Mlliyet Milliyet Blog Milliyet Blog
 
Facebook Connect
Blog Kategorileri
 

06 Ocak '11

 
Kategori
Sinema
 

‘Muhteşem Yüzyıl’ kendini ispatladı!

‘Muhteşem Yüzyıl’ kendini ispatladı!
 

Daha başlamadan gündemi meşgul eden ‘Muhteşem Yüzyıl’ dizisinin ilk bölümü Show TV’de yayınlandı. Kanal D’deki ‘Şüphe’yle aynı gün başlayan yeni saraylı dizinin zengin kadro ve akıcı bir dille işlenişi, eleştirilerin maksatlı olma ihtimalini akıllara getirdi!  

Sahnelerin zenginliğiyle dikkat çeken ‘Muhteşem Yüzyıl’dan edindiğim ilk izlenim, İngiliz Kraliyet tarihinde önemli bir yeri olan ‘Tudors Hanedanı’ dizisi havasında oluşuydu! İngiliz asillerin vazgeçilmezi olan ‘Av’la başlayan yapımda Şehzade Süleyman’ı da VIII. Henry ile özdeşleştirdim. Saray kadınlarının yeni gözdelerle rekabeti yine aynı tarzda verilmiş. Tarihi gerçeklerden yola çıkılarak hazırlandığı, hayal ürününe yer verilmediği söylenen yapımda kafa karıştıran bir noktaysa, Avrupa’da Roxelana olarak anılan Leh asıllı Yahudi bir aileden doğan Aleksandra Lisowska’nın papaz kızı olarak tanıtımıydı. Lehistan Krallığı sınırlarındaki Rohatyn’da doğan ve 14 yaşındayken Tatar akıncılar tarafından kaçırılıp Kırım Hanı’nın himayesine giren, sonra da Osmanlı Sarayı’na sunulan Aleksandra’nın saldırı sahnesinde yaşına göre çok büyük duruşuysa bir diğer ayrıntı! Ayrıca bu saldırıdan dolayı Tatarlara katil denmesi de tepki çekebilir…  

Vatikan’ın ‘İslam’ın aslanı gitti, kuzu geldi’ diyerek memnuniyetle karşıladığı Kanuni Sultan Süleyman’ın daha ilk günden Kur’an’daki adalet olgusunu uygulamaya koyarak gücünü göstermesini ve haksızlıkları telafisini yansıtan ‘Muhteşem Yüzyıl’ın, Harem’de yaşananları görmezden gelmesi mümkün değildi. Haremin Osmanlı İmparatorluğu’nun gelişimindeki etkisi herkesin malumu… Ayrıca yapım ‘savaş’ dizisi değil ki, Hürrem Sultan’la Kanuni’nin aşkı atlanıp, sadece seferleri verilsin.
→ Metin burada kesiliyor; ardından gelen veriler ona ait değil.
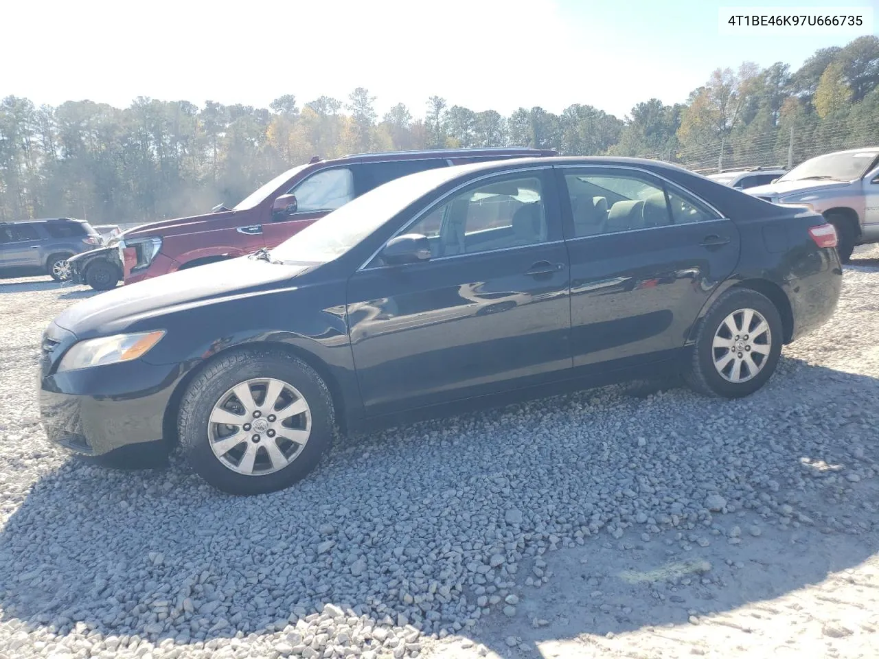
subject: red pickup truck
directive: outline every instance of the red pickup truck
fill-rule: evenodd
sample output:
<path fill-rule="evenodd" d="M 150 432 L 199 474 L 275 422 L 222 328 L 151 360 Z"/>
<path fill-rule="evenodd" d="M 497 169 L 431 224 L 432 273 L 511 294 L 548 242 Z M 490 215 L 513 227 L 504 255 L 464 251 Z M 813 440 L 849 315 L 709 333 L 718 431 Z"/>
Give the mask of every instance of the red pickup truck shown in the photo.
<path fill-rule="evenodd" d="M 256 190 L 232 208 L 144 224 L 107 247 L 70 260 L 75 281 L 113 288 L 184 268 L 272 248 L 311 222 L 383 183 L 424 170 L 486 160 L 556 156 L 524 148 L 394 151 L 312 158 Z"/>

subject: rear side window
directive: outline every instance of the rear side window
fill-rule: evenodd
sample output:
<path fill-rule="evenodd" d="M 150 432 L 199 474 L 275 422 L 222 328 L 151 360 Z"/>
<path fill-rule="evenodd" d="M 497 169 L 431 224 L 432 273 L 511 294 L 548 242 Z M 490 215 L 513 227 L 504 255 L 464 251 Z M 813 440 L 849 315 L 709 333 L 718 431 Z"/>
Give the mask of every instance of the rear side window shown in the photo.
<path fill-rule="evenodd" d="M 574 235 L 595 235 L 663 227 L 671 223 L 659 185 L 636 172 L 570 174 Z"/>
<path fill-rule="evenodd" d="M 360 179 L 359 194 L 363 194 L 395 178 L 401 178 L 409 174 L 415 174 L 425 170 L 435 170 L 446 167 L 446 161 L 441 158 L 426 160 L 389 160 L 385 163 L 367 163 L 357 168 L 357 176 Z"/>
<path fill-rule="evenodd" d="M 40 240 L 36 227 L 29 224 L 0 227 L 0 243 L 23 243 L 26 240 Z"/>
<path fill-rule="evenodd" d="M 46 233 L 53 238 L 72 238 L 85 235 L 86 231 L 79 222 L 46 222 Z"/>

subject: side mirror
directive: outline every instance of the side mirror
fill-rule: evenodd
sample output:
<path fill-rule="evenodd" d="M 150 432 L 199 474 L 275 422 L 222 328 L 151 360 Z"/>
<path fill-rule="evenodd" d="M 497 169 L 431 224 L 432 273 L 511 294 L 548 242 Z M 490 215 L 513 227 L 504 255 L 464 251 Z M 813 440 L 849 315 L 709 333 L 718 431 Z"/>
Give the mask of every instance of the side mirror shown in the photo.
<path fill-rule="evenodd" d="M 381 260 L 388 265 L 428 261 L 431 257 L 431 243 L 426 235 L 405 234 L 392 238 L 381 250 Z"/>
<path fill-rule="evenodd" d="M 272 218 L 279 220 L 289 217 L 296 212 L 297 208 L 296 195 L 282 194 L 272 204 Z"/>

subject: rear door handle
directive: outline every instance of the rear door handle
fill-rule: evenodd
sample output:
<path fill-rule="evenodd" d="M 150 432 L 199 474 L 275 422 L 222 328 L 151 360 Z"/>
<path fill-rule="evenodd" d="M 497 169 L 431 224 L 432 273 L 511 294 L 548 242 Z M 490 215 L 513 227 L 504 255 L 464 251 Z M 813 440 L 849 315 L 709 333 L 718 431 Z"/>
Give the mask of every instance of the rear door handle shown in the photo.
<path fill-rule="evenodd" d="M 725 245 L 729 242 L 729 235 L 717 235 L 717 234 L 712 234 L 711 235 L 706 235 L 702 238 L 702 242 L 699 244 L 701 247 L 717 247 L 718 245 Z"/>
<path fill-rule="evenodd" d="M 548 261 L 538 261 L 532 265 L 525 274 L 532 277 L 538 275 L 552 274 L 557 272 L 564 267 L 563 263 L 549 263 Z"/>

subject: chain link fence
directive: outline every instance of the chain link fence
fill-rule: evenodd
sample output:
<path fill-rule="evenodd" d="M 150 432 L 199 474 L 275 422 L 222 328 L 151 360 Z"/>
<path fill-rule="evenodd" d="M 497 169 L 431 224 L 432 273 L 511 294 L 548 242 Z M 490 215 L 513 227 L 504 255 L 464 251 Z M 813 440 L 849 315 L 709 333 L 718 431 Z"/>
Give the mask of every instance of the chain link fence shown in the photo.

Tatarları ‘katil’ olarak niteleyen Hürrem Sultan’ın kâbusu İbrahim Paşa’nın ‘Dönmek kabiliyet değil, zarurettir’ sözleriyle Osmanlı’daki devşirmelerin durumunu da sorgulayan ve tarihe farklı bir yorum getiren diziyi, kostümlerin ‘perdelik’ gibi durduğu eleştirileriyle yıpratmaksa tamamen haksızlık!  

Anibal Güleroğlu  

 

 
Toplam blog
: 1210
: 1542
Kayıt tarihi
: 10.04.10
 
 

İstanbul'da başlayan yaşamım, eski İstanbullu ailemden edindiğim kültürle gelişti. Birinciliklerl..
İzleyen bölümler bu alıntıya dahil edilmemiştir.